Gunes Yasin Celal, Cesur Turay, Camur Eren, Cifci Bilal Egemen, Kaya Turan, Colakoglu Mehmet Numan, Koc Ural, Okten Rıza Sarper
Department of Radiology, Kirikkale Yuksek Ihtisas Hospital, Kirikkale, Turkey (Y.C.G.).
Department of Radiology, Mamak State Hospital, Ankara, Turkey (T.C.).
Acad Radiol. 2025 May;32(5):2411-2421. doi: 10.1016/j.acra.2025.01.004. Epub 2025 Feb 11.
To assess the performance of Large Language Models (LLMs) in detecting and correcting MRI artifacts compared to radiologists using text-based and visual questions.
This cross-sectional observational study included three phases. Phase 1 involved six LLMs (ChatGPT o1-preview, ChatGPT-4o, ChatGPT-4V, Google Gemini 1.5 Pro, Claude 3.5 Sonnet, Claude 3 Opus) and five radiologists (two residents, two junior radiologists, one senior radiologist) answering 42 text-based questions on MRI artifacts. In Phase 2, the same radiologists and five multimodal LLMs evaluated 100 MRI images, each containing a single artifact.

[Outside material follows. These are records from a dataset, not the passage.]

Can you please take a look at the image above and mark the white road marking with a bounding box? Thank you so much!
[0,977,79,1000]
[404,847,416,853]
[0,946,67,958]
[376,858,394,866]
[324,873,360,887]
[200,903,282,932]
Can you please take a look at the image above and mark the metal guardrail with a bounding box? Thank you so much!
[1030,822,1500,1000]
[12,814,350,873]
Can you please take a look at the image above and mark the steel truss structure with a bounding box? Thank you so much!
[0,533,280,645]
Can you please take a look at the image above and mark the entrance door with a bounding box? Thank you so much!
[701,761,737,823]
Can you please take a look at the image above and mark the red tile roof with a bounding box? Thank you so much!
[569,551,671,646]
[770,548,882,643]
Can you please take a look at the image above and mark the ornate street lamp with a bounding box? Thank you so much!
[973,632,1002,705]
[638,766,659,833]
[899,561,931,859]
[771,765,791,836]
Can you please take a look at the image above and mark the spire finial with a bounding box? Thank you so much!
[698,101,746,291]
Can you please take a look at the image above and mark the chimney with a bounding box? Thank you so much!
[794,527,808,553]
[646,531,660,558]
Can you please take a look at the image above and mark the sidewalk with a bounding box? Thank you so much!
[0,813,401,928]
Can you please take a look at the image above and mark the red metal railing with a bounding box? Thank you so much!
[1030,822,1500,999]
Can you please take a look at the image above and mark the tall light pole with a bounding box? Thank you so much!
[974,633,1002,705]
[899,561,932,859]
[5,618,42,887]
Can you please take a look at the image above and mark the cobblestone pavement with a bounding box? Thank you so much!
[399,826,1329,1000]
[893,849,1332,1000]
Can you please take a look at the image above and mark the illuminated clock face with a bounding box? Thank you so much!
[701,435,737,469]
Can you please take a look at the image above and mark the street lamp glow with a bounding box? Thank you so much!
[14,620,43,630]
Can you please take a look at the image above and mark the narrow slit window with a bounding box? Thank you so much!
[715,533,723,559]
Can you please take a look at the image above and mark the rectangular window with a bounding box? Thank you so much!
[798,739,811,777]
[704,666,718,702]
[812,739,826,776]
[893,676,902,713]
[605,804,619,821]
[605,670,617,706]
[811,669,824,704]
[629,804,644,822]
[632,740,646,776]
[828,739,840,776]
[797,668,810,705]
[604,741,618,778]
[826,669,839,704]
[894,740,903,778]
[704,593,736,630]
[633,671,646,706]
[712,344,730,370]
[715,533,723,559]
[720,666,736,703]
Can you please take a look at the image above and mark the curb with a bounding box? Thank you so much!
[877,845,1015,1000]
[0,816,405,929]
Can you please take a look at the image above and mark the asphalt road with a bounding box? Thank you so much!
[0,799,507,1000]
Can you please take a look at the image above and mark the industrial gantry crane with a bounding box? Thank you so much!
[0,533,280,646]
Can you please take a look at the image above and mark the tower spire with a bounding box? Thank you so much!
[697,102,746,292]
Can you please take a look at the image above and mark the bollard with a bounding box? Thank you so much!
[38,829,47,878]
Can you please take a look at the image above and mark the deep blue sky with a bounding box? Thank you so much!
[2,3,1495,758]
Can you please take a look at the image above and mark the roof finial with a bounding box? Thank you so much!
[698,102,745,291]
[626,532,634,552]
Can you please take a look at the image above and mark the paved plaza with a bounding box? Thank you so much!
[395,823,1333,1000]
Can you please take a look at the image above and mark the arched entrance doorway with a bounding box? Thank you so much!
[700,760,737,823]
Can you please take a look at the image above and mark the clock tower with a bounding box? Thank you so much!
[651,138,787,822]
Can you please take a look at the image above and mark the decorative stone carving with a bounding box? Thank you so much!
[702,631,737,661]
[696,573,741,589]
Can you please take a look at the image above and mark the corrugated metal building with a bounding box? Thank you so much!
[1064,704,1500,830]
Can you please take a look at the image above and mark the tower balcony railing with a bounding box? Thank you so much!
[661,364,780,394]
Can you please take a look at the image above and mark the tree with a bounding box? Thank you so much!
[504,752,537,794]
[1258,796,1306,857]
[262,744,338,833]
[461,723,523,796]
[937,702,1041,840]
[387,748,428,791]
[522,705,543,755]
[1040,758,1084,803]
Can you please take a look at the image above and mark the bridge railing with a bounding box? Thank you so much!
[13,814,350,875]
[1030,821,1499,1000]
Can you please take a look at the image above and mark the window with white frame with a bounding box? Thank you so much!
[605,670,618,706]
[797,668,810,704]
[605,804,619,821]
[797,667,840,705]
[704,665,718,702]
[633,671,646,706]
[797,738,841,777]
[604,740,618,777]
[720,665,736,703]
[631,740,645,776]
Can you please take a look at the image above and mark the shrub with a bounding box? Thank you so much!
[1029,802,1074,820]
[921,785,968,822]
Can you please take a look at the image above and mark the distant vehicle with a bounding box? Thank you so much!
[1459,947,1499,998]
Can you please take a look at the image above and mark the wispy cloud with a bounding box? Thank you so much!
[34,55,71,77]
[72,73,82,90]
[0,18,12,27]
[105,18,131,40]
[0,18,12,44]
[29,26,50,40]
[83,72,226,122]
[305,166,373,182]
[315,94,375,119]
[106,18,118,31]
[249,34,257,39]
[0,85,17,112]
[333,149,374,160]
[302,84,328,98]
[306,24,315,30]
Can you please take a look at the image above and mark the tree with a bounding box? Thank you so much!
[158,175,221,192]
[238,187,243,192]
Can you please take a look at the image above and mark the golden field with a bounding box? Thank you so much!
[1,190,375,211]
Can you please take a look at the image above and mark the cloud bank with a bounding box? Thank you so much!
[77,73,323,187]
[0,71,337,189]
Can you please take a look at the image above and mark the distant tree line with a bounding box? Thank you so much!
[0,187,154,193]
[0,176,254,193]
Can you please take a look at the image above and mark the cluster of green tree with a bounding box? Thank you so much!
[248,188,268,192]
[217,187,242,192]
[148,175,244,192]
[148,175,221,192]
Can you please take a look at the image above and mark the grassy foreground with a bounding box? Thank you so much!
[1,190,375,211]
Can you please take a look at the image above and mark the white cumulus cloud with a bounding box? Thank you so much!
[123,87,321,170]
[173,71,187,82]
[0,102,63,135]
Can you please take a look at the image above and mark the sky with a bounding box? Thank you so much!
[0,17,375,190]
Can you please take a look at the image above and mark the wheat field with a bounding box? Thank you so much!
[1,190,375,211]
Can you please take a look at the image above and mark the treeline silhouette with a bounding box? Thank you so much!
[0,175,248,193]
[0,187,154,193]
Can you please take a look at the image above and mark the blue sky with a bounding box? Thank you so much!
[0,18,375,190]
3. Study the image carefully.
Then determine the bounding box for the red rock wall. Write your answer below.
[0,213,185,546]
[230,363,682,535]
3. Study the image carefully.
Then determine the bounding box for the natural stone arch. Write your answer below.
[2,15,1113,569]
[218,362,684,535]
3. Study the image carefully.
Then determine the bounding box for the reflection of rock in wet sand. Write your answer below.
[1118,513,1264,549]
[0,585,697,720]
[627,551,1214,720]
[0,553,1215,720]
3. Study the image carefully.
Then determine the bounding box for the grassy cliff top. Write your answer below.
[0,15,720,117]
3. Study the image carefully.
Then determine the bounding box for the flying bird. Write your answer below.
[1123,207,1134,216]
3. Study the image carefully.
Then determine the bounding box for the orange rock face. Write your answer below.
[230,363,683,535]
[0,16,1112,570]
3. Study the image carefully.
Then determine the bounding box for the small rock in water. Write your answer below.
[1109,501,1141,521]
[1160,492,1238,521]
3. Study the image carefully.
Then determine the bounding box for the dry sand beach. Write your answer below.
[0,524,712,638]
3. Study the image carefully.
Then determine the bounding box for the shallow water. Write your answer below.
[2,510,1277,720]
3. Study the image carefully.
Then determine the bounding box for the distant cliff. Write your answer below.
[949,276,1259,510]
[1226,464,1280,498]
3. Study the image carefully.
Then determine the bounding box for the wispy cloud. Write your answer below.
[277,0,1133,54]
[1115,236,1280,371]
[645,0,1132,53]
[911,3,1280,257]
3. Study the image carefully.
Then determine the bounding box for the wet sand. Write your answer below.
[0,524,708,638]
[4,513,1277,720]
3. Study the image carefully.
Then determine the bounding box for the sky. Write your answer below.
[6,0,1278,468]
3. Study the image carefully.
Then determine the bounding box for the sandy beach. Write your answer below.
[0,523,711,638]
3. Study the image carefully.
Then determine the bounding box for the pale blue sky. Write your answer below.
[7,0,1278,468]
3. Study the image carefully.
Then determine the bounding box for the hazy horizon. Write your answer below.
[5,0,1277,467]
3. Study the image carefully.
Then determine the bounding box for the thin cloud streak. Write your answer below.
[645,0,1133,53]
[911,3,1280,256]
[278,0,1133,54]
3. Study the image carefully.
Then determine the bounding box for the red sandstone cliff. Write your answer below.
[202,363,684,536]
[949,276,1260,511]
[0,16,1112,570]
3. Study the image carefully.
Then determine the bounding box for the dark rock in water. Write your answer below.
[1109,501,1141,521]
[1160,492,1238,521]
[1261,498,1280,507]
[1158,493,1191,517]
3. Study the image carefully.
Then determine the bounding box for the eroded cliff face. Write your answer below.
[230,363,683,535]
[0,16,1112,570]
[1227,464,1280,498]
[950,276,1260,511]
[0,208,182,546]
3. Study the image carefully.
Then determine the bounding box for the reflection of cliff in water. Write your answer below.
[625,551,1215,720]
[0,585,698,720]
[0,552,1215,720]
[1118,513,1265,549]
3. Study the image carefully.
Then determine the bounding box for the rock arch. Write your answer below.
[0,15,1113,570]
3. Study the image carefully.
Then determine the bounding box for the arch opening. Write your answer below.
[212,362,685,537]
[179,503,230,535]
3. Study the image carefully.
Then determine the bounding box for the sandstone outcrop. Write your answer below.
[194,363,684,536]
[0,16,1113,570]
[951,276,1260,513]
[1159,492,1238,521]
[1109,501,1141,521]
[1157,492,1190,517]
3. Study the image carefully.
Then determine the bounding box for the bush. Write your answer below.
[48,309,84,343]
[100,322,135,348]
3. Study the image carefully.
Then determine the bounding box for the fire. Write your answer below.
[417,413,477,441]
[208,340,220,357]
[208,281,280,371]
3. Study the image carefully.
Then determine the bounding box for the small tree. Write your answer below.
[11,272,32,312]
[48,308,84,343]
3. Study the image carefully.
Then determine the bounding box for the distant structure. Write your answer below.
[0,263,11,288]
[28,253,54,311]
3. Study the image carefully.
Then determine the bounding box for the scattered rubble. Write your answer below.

Phase 3 reassessed the identical tasks 1.5 months later to evaluate temporal consistency. Responses were graded using 4-point Likert scales for "Management Score" (text-based) and "Correction Score" (visual). McNemar's test compared response accuracy, and the Wilcoxon test assessed score differences.
LLMs outperformed radiologists in text-based tasks, with ChatGPT o1-preview scoring the highest (3.71±0.60 in Round 1; 3.76±0.84 in Round 2) (p<0.05). In visual tasks, radiologists performed significantly better, with the Senior Radiologist achieving 92% and 94% accuracy in Rounds 1 and 2, respectively (p<0.05). The top-performing LLM (ChatGPT-4o) achieved only 20% and 18% accuracy. Correction Scores mirrored this difference, with radiologists consistently scoring higher than LLMs (p<0.05).
LLMs excel in text-based tasks but have notable limitations in visual artifact interpretation, making them unsuitable for independent diagnostics. They are promising as educational tools or adjuncts in "human-in-the-loop" systems, with multimodal AI improvements necessary to bridge these gaps.
与放射科医生相比,使用基于文本和视觉问题评估大语言模型(LLMs)在检测和纠正MRI伪影方面的表现。
这项横断面观察性研究包括三个阶段。第一阶段涉及6个大语言模型(ChatGPT o1-preview、ChatGPT-4o、ChatGPT-4V、谷歌Gemini 1.5 Pro、Claude 3.5 Sonnet、Claude 3 Opus)和5名放射科医生(2名住院医师、2名初级放射科医生、1名高级放射科医生)回答42个关于MRI伪影的基于文本的问题。在第二阶段,相同的放射科医生和5个多模态大语言模型评估了100幅MRI图像,每幅图像包含一个单一伪影。第三阶段在1.5个月后重新评估相同任务以评估时间一致性。使用4点李克特量表对“管理得分”(基于文本)和“纠正得分”(视觉)的回答进行评分。McNemar检验比较回答准确性,Wilcoxon检验评估得分差异。
在基于文本的任务中,大语言模型的表现优于放射科医生,ChatGPT o1-preview得分最高(第一轮为3.71±0.60;第二轮为3.76±0.84)(p<0.05)。在视觉任务中,放射科医生的表现明显更好,高级放射科医生在第一轮和第二轮的准确率分别达到92%和94%(p<0.05)。表现最佳的大语言模型(ChatGPT-4o)的准确率仅为20%和18%。纠正得分反映了这一差异,放射科医生的得分始终高于大语言模型(p<0.05)。
大语言模型在基于文本的任务中表现出色,但在视觉伪影解释方面存在显著局限性,使其不适合独立诊断。它们作为教育工具或“人在回路”系统中的辅助工具很有前景,需要多模态人工智能改进来弥合这些差距。